Wakil Ketua Umum Asosiasi Pengusaha Ritel Indonesia (Aprindo) Tutum Rahanta menggambarkan daya beli masyarakat yang cenderung stagnan. Artinya orang Indonesia hanya belanja lebih banyak untuk kebutuhan pokok.
"Daya beli kan sampai saat ini masih lemah. Kita ritel ini, dari pertumbuhan dan inflasi kita sendiri memang harusnya di atas 10% baru sehat kita. Karena gabungan itu kan. Itu minimum yang harus kita capai," ungkap Tutum, saat dihubungi detikFinance, Selasa (2/5/2017).

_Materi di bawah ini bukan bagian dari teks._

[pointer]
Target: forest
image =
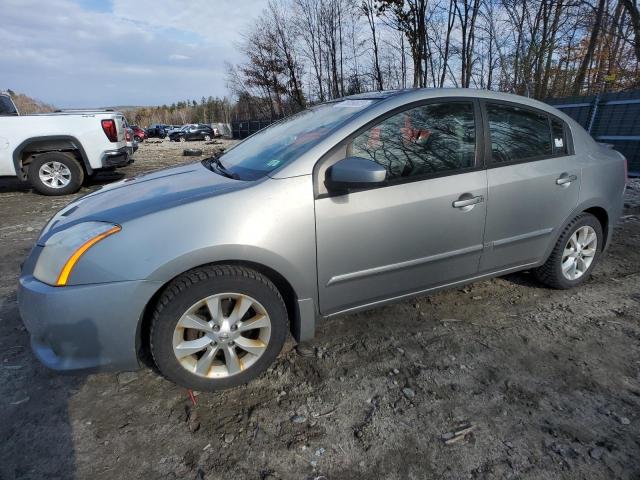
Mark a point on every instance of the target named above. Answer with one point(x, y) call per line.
point(305, 51)
point(302, 52)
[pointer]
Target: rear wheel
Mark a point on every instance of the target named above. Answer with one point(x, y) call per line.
point(574, 255)
point(217, 327)
point(56, 173)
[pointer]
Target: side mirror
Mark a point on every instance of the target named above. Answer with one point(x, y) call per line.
point(354, 173)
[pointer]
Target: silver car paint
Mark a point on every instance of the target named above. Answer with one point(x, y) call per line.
point(372, 246)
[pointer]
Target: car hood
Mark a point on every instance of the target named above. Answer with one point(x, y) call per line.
point(134, 197)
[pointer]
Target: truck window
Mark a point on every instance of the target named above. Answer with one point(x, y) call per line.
point(6, 106)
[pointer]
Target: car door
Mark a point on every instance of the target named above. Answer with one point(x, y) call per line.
point(424, 228)
point(534, 183)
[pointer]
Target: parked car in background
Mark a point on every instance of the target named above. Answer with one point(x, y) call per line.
point(388, 195)
point(176, 128)
point(139, 133)
point(55, 152)
point(192, 132)
point(156, 131)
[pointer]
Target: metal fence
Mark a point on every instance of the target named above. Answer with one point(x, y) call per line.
point(610, 118)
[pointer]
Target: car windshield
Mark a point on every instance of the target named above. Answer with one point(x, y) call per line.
point(286, 140)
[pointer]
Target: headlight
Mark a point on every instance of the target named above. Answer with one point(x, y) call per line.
point(63, 250)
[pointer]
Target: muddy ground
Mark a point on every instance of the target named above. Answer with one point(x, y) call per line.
point(541, 384)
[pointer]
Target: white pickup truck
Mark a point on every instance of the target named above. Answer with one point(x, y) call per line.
point(55, 152)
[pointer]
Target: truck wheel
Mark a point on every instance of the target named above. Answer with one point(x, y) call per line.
point(217, 327)
point(56, 173)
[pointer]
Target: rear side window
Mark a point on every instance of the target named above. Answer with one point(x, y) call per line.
point(429, 139)
point(558, 139)
point(518, 134)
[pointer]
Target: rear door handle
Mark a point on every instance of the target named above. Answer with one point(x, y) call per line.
point(467, 202)
point(565, 179)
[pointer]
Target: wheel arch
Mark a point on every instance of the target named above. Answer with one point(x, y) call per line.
point(55, 143)
point(596, 209)
point(603, 217)
point(283, 285)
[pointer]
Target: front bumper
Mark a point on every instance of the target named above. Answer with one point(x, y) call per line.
point(117, 158)
point(84, 327)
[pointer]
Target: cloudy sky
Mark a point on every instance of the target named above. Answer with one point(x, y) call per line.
point(87, 53)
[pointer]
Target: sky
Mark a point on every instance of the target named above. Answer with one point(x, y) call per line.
point(98, 53)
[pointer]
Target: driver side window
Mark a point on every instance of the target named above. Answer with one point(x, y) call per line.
point(425, 140)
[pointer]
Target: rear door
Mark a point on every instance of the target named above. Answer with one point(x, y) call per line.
point(534, 182)
point(423, 229)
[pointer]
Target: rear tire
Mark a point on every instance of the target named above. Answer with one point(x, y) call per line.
point(565, 254)
point(223, 362)
point(56, 173)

SCROLL TO CONTINUE WITH CONTENT
"Memang satu hal yang krusial di kita ini biaya-biaya yang terlalu tinggi. Sehingga pertumbuhan tidak kuat dengan kenaikan biaya itu sendiri," ujarnya.
Lebih dari itu, faktor yang paling mempengaruhi yakni hal-hal yang bersinggungan dengan kebijakan pemerintah. "Ya tau sendirilah seperti birokrasinya, administrasi negara sendiri, itu sulit untuk diprediksi. Bukan hanya sekedar biayanya tapi membahayakan juga pelaku usaha," terangnya.
Kendati demikian, melemahnya daya beli tidak berimbas pada Pemutusan Hubungan Kerja (PHK) bagi para pekerja ritel secara masif.
"Kita tetep ekspansi. Secara masif tidak ada. Tapi pergantian toko lama ke toko baru pasti ada, orangnya tetep dipakai," tegasnya. (mkj/mkj)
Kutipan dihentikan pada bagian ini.